Positive family environment for the education of Roma and Egyptian children
March 2019 – December 2019
In 2019, the Roma community in Fushë-Krujë, with around 1,200 Roma, is one of the most marginalized communities in Albania, located in a ghetto near the city. Despite the existence of a national action plan for the integration of Roma and other ethnic minorities, the integration of Roma and the Egyptian population into society is not a priority on the government’s agenda, so that law enforcement or integrative investments in minority rights are stalled. The main obstacle to more active community participation in resolving their situation is the high illiteracy rate, inadequate education and lack of knowledge of Roma and Egyptian rights and responsibilities. Given the structural difficulties, the role of education is not perceived as an important success factor by many of the target families, what leads to difficulties in accessing the education system because they lack motivation and emotional and material support from the family. Although school attendance is compulsory up to 9th grade, local authorities do not have the capacity to force Roma parents to fulfil this obligation. In addition, the role of women in Roma culture is associated with limited rights and overburdening of duties, particularly in relation to marriage, childcare, and household chores.
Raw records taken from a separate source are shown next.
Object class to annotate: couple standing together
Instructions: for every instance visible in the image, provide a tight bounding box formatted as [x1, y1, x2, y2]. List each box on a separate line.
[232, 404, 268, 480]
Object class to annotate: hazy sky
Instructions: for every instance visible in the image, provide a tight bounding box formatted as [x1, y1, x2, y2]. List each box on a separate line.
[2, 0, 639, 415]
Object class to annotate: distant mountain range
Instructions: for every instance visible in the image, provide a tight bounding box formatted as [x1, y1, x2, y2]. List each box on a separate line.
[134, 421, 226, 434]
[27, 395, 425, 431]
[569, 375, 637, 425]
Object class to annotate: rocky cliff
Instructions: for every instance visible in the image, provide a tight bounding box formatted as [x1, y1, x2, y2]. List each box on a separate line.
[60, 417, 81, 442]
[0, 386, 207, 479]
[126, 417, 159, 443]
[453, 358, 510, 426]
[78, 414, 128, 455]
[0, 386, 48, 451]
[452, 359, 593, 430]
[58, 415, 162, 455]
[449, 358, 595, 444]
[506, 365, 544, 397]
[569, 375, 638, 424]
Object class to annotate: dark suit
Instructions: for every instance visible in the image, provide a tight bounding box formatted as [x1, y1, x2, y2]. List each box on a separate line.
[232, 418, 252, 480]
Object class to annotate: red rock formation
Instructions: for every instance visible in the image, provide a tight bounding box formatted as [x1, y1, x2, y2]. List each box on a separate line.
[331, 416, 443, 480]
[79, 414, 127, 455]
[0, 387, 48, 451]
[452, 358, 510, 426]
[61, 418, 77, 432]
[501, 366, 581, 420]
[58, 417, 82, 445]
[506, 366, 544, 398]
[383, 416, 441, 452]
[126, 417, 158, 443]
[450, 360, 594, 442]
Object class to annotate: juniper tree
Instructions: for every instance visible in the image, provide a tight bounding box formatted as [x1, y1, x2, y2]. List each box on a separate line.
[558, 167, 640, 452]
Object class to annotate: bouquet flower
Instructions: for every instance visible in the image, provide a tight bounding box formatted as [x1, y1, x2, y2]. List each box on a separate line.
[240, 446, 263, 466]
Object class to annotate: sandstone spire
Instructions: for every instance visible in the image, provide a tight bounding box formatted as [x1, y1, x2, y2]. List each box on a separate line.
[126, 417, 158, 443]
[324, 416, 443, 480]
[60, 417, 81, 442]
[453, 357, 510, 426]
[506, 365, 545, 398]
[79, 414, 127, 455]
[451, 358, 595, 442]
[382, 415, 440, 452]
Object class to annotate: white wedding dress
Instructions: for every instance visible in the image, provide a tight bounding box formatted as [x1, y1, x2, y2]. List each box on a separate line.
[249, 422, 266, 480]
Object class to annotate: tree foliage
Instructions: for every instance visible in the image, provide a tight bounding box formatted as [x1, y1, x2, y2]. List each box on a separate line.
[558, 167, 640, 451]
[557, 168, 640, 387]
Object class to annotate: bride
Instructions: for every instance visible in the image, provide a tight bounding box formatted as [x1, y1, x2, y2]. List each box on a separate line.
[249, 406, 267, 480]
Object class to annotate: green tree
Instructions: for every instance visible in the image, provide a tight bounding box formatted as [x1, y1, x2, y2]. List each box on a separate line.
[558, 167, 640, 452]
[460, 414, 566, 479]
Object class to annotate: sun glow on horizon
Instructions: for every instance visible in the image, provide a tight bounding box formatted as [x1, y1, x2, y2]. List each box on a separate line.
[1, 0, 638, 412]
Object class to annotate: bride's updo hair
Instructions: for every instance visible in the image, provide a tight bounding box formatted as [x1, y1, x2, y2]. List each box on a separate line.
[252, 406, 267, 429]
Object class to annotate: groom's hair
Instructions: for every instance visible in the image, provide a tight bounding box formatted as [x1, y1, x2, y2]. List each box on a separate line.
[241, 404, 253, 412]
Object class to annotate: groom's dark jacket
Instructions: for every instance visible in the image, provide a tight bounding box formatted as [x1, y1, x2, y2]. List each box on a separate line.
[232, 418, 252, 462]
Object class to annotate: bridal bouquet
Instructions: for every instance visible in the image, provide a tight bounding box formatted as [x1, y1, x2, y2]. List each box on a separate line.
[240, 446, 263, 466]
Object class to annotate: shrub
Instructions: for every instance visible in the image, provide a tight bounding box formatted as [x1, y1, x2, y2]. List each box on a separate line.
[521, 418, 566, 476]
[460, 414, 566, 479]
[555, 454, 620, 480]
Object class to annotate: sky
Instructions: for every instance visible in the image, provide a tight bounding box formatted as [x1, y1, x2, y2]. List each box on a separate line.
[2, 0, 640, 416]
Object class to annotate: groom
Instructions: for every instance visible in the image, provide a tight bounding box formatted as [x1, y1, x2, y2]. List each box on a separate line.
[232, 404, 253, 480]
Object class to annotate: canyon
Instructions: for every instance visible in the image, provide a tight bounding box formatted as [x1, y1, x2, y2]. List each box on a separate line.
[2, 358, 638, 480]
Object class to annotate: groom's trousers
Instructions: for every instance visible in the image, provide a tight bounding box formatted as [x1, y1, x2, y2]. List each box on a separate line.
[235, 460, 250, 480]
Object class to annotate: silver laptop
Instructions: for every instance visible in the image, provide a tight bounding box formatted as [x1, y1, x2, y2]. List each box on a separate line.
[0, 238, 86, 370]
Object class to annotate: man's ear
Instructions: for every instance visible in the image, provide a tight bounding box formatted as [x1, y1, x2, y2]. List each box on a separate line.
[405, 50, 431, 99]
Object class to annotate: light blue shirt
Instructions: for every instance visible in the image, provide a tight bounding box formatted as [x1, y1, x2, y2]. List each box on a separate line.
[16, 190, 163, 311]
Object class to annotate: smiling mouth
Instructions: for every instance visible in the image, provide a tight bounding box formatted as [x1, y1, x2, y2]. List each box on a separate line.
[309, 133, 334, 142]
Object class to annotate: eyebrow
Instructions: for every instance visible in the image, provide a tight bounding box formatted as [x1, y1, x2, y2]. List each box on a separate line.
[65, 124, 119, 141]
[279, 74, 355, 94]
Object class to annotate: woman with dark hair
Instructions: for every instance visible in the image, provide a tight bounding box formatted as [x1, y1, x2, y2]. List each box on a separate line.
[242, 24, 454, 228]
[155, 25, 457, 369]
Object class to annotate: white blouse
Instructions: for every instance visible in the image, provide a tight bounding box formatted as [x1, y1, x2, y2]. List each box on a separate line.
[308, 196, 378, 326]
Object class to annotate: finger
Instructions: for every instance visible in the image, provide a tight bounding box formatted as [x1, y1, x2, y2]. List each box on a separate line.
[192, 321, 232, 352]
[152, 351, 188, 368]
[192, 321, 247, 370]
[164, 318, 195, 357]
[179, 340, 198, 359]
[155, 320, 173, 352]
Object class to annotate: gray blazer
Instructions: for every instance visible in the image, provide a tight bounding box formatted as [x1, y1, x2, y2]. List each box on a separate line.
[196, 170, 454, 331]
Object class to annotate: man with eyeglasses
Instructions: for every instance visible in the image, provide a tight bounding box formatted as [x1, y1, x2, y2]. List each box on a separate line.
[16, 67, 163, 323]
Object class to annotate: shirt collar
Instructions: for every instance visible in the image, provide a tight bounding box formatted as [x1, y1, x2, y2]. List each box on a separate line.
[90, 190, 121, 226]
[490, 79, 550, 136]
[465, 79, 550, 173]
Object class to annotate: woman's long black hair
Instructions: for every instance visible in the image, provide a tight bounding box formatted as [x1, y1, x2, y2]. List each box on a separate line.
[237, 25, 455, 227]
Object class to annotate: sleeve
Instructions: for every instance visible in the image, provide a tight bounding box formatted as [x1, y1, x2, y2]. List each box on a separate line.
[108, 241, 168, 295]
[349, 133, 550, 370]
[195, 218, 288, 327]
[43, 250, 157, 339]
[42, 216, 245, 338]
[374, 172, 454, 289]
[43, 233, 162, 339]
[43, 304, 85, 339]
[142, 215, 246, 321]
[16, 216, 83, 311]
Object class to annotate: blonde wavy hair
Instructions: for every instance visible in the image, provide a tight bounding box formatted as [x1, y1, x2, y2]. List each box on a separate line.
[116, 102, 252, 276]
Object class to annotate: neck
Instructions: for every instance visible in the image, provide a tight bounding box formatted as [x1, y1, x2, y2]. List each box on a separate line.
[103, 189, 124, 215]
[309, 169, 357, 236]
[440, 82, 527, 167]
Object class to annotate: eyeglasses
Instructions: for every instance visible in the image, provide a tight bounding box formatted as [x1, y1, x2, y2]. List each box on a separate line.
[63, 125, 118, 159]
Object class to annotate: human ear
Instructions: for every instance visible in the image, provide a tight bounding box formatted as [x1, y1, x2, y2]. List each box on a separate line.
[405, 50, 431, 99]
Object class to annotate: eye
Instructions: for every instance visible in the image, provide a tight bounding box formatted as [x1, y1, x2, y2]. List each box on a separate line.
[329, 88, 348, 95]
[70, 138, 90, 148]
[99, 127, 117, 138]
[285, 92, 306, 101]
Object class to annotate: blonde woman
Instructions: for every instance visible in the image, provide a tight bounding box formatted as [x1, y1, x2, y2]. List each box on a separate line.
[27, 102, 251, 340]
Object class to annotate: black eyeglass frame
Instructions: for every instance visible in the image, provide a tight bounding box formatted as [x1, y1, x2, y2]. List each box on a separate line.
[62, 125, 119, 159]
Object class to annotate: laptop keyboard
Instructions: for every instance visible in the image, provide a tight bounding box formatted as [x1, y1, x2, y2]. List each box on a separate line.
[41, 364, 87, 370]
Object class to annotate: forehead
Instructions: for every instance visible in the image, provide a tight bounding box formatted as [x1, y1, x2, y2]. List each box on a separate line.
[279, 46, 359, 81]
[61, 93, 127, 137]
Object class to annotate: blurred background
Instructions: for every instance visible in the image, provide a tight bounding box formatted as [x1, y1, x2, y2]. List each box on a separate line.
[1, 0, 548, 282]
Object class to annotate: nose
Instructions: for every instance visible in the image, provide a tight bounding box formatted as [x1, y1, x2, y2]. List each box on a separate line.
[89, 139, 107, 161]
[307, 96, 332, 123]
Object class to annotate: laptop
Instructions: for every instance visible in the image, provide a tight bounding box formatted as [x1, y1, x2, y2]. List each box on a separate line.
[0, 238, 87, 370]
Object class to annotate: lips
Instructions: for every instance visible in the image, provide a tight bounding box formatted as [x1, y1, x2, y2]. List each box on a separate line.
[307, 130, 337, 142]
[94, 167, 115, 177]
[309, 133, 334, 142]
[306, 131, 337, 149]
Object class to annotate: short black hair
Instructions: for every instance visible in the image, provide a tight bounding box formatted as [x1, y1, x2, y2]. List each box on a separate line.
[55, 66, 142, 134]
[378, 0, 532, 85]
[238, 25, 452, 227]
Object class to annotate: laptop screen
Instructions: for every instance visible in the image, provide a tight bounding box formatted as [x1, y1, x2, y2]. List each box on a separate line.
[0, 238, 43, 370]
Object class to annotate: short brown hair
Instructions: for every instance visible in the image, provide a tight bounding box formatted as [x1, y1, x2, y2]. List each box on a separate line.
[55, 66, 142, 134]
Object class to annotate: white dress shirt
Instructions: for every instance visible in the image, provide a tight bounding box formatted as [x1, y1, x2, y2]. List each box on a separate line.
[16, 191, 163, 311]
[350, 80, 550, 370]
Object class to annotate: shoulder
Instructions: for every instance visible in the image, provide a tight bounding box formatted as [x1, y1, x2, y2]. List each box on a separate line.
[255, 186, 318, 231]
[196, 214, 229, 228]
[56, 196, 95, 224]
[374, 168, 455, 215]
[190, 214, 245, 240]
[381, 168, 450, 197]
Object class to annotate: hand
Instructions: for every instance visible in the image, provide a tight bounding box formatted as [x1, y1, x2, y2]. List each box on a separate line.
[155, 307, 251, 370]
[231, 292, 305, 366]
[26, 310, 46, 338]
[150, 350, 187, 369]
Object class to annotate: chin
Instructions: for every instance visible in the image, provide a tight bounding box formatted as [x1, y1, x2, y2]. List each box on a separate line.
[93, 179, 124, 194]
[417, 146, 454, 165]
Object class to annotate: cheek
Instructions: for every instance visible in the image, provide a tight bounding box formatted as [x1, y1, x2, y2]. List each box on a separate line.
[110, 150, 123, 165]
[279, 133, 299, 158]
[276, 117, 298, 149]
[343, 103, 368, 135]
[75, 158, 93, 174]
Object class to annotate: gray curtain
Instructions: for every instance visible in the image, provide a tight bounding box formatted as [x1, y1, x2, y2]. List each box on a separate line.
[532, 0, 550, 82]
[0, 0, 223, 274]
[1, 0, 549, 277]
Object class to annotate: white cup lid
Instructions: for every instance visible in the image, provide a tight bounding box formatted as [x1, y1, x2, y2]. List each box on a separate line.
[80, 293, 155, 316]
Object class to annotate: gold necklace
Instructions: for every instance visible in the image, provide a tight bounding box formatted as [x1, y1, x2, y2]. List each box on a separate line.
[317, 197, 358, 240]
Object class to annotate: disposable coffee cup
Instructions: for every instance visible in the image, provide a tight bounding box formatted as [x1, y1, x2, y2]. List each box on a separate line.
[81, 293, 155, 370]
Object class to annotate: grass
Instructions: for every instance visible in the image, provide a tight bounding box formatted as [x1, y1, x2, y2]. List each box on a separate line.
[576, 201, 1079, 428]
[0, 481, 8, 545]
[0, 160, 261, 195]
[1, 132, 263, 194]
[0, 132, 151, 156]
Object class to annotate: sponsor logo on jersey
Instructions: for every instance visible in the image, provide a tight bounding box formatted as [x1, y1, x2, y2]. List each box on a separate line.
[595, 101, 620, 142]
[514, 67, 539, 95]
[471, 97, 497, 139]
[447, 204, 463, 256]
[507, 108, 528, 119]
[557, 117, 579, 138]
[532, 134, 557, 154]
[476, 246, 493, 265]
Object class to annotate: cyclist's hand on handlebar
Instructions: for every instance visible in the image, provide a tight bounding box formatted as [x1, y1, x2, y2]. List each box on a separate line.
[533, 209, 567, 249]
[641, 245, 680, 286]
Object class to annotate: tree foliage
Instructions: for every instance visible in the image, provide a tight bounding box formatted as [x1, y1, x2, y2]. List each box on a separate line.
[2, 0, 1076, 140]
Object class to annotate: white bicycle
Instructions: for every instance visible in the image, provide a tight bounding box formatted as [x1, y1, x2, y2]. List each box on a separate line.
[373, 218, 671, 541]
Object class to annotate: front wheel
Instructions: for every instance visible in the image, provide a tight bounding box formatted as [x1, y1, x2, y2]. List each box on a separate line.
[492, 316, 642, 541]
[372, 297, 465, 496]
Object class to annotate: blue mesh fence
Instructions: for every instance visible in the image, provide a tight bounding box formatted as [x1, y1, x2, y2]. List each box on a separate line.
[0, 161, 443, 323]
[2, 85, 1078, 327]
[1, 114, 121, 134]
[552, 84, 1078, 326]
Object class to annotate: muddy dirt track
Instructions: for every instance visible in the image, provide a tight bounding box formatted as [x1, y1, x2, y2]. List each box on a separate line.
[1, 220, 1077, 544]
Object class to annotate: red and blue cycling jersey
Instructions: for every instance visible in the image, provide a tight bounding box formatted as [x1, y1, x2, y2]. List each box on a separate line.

The marriage of children between the ages of 12 and 14 is still a norm that prevents women from fully participating in society after marriage, as they are not allowed to leave the community unattended. Roma women who are forced to stay at home to care for their families and children have a lack of education and limited knowledge of health, education, rights, and local politics. In addition, a growing number of Roma with intellectual disabilities, ADHD or late development can be observed. The rate of domestic violence in families is increasing and cases of child exploitation are widespread. The children are forced not only to do housework but also to beg on the street and eventually give up school altogether. Our results show that boys are more vulnerable than girls in this respect and that this incision is often in 4th grade. In order to keep children in school, a holistic approach is necessary, which is why we work not only with the children but also with their families and carers from the stateside.
The situation differs slightly from that of the Egyptian Community, which has a population of around 150 households and a total population of just over 800. Due to their better integration into the majority population and their linguistic competence in the Albanian language, the Egyptian community did not experience such dramatic changes as the Roma during the transition period to a market economy. Moreover, unlike the Roma, the Egyptians perceive themselves as part of mainstream society, despite the discrimination they suffer. Nevertheless, poor educational attainment and performance have a significant impact on the later employment rate.
The project Positive Family Environment for Roma and Egyptian Child Education aimed to contribute to the integration of Roma and the Egyptian community into Albanian society. Education plays a crucial role in the integration of Roma/Egyptians into the Albanian community – for minors and adults alike. Family background and parental support have a significant impact on children’s education. As a result, the project aimed to build literacy, numeracy, and social skills not only for children but also for parents and other family members (grandparents, uncles, aunts, adult cousins).
The project was funded by the German Federal Foreign Office (GFFO).